Я выплюнула жвачку в канаву — на решетке висел обрывок газетенки: «ЖЕНА РАНИТ ЛЮБОВНИКА, СМОТРИТ, КАК ОН УМИРАЕТ», — порыв ветерка подхватил его и понес. Я перешла через улицу на зеленый свет — ветер трепал мою юбку, но это был горячий бриз, наполненный каким-то удушающим паром и запахом пекарни, и я еще больше вспотела, потом бриз улегся. Я посмотрела на адрес, который дал мне Ленни, — там было сказано «15», и я шла по кварталу на юг, поглядывая вверх — 21, 19, 17, цифры уменьшались. Тут я подошла к номеру 15 и подумала:
— Кто там?
Я не отвечала: стояла, прижав голову к двери, и слушала, как испуганно колотится мое сердце, часы тоже тикают у моей груди в целости и сохранности.
— Какого черта, кто там? — Затем шаги по скрипящим плитам.
— Да? — сказал он.
Я молчала из страха, что он… Что, если он… Неужели он не может понять моей чудесной выдумки, взлета замкнутой в темноте души, освещенной в бесконечной ночи лишь драгоценными камнями? Признаюсь, я в экстазе от этого: я думаю — пока он стоит, на секунду отделенный от меня тончайшей дубовой панелью, — о нас, как мы беззаботно летим среди драгоценных камней и колес во времени, тикающем, словно это музыка, только еще лучше, укрытые от солнца и от смерти.

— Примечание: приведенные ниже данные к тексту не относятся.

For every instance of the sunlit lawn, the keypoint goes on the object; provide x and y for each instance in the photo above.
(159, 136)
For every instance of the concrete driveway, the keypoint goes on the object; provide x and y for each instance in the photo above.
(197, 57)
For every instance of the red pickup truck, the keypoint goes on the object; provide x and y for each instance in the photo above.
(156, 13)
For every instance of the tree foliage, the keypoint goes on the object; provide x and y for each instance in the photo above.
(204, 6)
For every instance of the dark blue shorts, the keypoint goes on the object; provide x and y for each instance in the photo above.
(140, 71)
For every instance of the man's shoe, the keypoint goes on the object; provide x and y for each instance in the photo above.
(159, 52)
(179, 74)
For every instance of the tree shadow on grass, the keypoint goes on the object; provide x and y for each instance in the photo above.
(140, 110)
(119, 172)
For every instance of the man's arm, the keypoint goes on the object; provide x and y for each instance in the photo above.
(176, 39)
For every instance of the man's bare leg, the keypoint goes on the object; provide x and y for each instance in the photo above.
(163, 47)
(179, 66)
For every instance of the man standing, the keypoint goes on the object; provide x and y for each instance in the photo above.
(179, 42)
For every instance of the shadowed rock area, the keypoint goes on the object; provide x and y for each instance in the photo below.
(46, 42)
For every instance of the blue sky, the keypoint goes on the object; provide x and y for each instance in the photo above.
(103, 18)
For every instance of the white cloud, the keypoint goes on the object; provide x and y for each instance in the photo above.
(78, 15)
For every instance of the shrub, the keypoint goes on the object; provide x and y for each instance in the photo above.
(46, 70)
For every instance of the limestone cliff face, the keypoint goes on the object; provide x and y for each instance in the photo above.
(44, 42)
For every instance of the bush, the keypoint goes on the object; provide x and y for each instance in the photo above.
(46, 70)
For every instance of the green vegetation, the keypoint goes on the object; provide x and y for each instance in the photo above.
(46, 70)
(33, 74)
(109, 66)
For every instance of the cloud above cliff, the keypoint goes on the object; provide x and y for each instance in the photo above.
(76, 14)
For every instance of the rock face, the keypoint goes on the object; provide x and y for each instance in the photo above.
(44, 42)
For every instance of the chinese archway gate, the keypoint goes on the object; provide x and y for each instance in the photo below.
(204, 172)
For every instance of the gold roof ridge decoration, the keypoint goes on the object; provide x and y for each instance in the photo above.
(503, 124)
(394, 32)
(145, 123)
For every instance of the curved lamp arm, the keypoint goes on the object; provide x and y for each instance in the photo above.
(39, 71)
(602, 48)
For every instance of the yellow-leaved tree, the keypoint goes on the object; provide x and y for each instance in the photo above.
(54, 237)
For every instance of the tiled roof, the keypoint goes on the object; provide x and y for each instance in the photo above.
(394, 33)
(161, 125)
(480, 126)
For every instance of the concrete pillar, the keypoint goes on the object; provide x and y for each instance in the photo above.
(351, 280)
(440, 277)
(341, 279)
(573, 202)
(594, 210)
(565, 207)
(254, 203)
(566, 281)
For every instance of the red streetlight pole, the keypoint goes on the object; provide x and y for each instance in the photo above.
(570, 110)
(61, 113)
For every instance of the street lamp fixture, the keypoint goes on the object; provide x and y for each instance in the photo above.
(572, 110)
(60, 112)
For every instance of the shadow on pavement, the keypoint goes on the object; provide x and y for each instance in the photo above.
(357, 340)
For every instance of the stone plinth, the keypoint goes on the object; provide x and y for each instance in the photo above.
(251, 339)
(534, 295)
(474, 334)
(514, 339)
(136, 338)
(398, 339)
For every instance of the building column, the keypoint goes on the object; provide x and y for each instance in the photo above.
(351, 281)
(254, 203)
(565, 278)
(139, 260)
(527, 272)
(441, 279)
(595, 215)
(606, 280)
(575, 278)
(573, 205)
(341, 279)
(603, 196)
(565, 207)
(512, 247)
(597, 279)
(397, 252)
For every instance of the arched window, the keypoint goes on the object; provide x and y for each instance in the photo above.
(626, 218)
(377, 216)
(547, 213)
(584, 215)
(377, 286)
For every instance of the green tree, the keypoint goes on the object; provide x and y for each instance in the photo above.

— Да кто это, черт побери? Говорите же.
Я затаила дыхание. Но да. Он распахнул дверь и стоял молча, глядя на меня, напряженный и мрачный — я увидела, как на шее у него пульсирует вена.
— Это я, — сказала я улыбаясь, — вернулась в страну живых.
— Вы ошиблись домом, — сказал он. — Нам никто не нужен. — За ним в комнате стоял мольберт и картина, окна были открыты угасающему свету. На лбу у него была синяя масляная полоса, и на ней крошечными капельками выступил пот. И он сказал: — Почему вы не уходите?
А к этому я была тоже готова; я сказала:
— Я принесла тебе подарок.
— Вы хотите сказать: подкуп?
— Нет, — сказала я, — подарок. Могу я войти?
— Нет, — сказал он, — я работаю.
Он начал закрывать дверь, и мне горло сдавил страх; я сказала:
— Я тебе не помешаю. Я буду сидеть очень тихо.
— Нет, — сказал он, — отправляйтесь к вашему итальянскому дружку.
— Я тону, — сказала я и взяла его за локоть; он отдернул руку.
— О Господи, — произнес он, — пойдите к Страссмену или к кому-нибудь еще…
— Гарри, — сказала я, — выслушай меня, прошу…
Он впустил меня в комнату, повернулся ко мне спиной и подошел к мольберту; дверь за мной захлопнулась, я пошла по полу, держа мои часы. Он писал старика. Древний монах или раввин в серых и темно-синих тонах, морщинистый и изможденный, воздел к небу гордые, трагические глаза; позади него были развалины города, разрушенного, опустошенного, горы раскрошенного цемента и камня, блестевшего под светом наполовину спрятанного заржавевшего фонаря, словно в последних, угасающих сумерках Земли. Это было мертвое и забытое место, однако сохранившее известное радужное, неустойчивое величие, и на этом фоне глаза старца гордо смотрели вверх, обращенные, возможно, к Богу, а возможно, просто к заходящему солнцу.
— Чудесная картина, — сказала я.
Он никак не отреагировал, взял кисть и провел серую полосу по разрушенному городу.
— Я считаю, что это замечательно, — сказала я.
Он по-прежнему молчал, продолжая писать, только туфли его заскрипели по полу. Я села на стул и стала за ним наблюдать. А в саду декоративные деревья еле слышно шелестели в душном воздухе; среди листьев шуршали, чирикая, воробьи, а издали доносились крики детей, словно что-то забытое. Я сказала тогда:
— Вернись, дорогой.
Он молчал.
— Вернись, — сказала я. — Прости меня за то, что я наделала.
Он по-прежнему молчал; развалины под его рукой беззвучно приблизились. Он продолжал писать. Я вспомнила про часы, вытащила их из сумки.